Added to rudp duplicate packet filtering. Duplicate packets have
always been possible and happening at a low rate. There was no
protection from receiving duplicate packets/messages. It was
particularly a problem during hub restart when scanning all the nodes
for running jobs. The duplicate packet filtering was realized by
sending the process-id and the rudp-connection id (auto-incremented
in a thread-safe way) so that the receiver can maintain a hash-indexed
list of packets seen. Duplicates are easily found and eliminated.
New info is added to end of list and inserted into the hash.
Old info is removed from the start of the list and removed from the hash.
It remembers packets for 8 seconds. The code for removing duplicate
packets in the pmm layer is now probably redundant but harmless.
This necessitated adding an option to the hash library to use regular
heap memory instead of local stack-based memory.
Since we needed to automatically re-size the hash quickly,
we added resizing as a new hash capability and added a boolean flag for
automatic hash expansion. Also added hashVal to hash element struct
so that the hashString call is avoided on hash resizing.
New command - added for checking dead nodes for resurrection ASAP.
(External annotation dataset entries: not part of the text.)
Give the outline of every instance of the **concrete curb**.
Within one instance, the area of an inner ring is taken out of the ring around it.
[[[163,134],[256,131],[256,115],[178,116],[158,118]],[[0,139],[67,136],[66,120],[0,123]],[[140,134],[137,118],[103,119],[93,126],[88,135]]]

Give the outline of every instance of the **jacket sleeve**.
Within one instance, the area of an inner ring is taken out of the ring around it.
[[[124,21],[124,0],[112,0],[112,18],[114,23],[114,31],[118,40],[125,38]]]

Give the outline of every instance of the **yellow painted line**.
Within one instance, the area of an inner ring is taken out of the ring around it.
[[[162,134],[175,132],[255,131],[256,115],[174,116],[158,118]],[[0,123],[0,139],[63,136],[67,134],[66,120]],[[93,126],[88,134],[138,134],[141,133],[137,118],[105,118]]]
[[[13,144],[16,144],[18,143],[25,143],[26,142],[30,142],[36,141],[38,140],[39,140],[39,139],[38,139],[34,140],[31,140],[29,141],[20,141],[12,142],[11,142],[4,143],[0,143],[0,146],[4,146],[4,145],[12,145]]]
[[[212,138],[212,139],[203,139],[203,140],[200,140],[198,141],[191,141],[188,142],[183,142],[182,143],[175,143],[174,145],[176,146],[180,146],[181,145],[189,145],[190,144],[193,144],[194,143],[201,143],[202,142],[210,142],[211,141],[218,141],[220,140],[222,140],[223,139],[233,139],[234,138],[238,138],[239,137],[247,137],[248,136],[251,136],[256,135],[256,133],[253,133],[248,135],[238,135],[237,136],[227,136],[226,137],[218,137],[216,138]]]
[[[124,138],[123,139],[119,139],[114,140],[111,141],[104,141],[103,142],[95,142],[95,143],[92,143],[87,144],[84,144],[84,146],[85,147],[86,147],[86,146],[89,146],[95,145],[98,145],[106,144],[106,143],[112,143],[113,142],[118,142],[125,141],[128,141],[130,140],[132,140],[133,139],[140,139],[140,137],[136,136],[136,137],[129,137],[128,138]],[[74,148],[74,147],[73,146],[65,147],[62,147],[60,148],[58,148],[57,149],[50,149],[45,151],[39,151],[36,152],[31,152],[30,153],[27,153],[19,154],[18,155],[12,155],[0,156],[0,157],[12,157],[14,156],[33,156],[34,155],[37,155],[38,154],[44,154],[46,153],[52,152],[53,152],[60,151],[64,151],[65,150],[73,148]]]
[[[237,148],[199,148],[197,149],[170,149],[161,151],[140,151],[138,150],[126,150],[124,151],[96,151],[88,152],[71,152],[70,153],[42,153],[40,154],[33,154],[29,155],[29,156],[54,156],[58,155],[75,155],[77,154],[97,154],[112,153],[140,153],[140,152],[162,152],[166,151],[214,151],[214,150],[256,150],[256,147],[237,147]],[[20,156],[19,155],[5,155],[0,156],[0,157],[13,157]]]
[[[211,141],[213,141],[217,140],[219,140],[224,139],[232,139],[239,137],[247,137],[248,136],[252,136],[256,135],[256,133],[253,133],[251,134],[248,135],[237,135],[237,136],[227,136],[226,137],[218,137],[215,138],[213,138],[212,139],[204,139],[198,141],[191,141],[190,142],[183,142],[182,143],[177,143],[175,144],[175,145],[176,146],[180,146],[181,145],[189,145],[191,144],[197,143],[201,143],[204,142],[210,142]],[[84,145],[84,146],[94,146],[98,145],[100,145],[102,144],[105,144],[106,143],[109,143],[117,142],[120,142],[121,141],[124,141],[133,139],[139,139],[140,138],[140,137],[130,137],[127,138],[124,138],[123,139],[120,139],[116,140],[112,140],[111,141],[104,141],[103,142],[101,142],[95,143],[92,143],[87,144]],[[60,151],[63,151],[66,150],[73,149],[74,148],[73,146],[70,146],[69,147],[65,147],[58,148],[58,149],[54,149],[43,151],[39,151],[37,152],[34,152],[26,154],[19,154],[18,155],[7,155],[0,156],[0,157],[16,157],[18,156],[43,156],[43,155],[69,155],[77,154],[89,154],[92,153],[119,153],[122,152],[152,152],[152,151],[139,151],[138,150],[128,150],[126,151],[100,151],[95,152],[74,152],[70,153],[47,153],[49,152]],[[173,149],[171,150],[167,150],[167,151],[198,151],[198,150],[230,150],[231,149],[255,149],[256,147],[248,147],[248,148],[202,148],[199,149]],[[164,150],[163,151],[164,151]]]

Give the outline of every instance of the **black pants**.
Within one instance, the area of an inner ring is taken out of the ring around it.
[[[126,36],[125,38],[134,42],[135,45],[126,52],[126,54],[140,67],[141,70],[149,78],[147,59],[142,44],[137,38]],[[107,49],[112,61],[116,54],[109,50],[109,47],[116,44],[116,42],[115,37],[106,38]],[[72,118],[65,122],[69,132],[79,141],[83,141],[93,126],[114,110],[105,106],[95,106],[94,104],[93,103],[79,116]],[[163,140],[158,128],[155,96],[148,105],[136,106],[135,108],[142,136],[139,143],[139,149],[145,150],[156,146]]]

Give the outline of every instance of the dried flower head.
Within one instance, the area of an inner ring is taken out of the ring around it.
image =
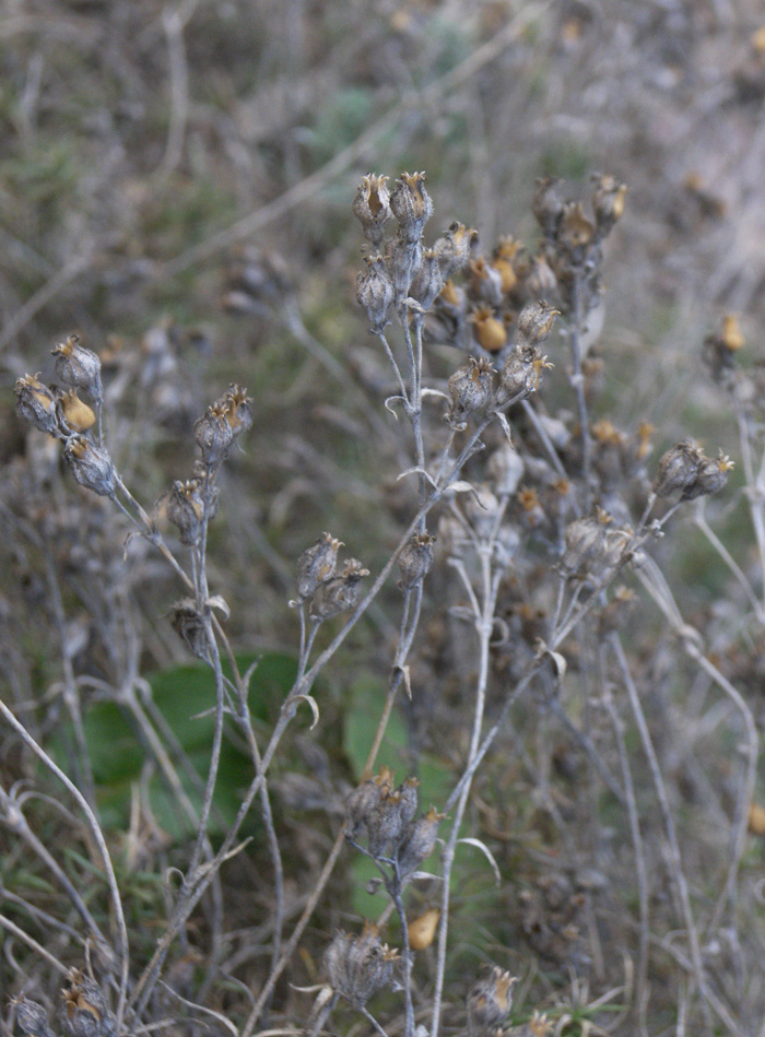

This was requested by the admins, after they have fixed a problem
on a bunch of machines, and don't want to wait 20 minutes for
gravedigger to get around to checking.
parasol check dead - Check machines marked dead ASAP, some have been fixed.
New command - added a command for people NOT using the para client to clear
the sick statistics (e.g. sick batch and sick nodes) on their batch.
Kevin Karplus may start using parasol client to directly run jobs
without using para client. These users should be able to clear sick stats.
parasol [options] clear sick - Clear sick stats on a batch.
options: -results=file
Added option to para command, -batch, to allow specifying
a directory other then the current directory for storing
the parasol batch data files. This allows running multiple
batches from the same directory.
Added option to para command, -jobCwd, to specify the current
working directory for jobs in a batch.
Added actual cost per job instead of just assuming 1.
In allocating node resources to batches, it now charges more
for jobs that use more ram and/or cpu.
12.09 Fixed typo in para usage message "in defaults" should be "it defaults"
for MarkD's new feature.
Added more time info to err message in para.c for "Strange time in ..."
Added retry with sleep for pmSendString and sickBatch based on feedback
from MarkD with 2 genbank para make failures, and Brian with flakey SAN.
12.10 Made cpus busy/free counts more according to expectations. Previously it had
counted all cpus on a machine as busy if even one job was running on it.
Fixed minor param-checking bug in "parasol check dead"
+ Fixed minor problem with addJob fails due to sick batch, but findBatch side-effect
+ triggers batch back onto curBatches, which makes planner think it is still active.
+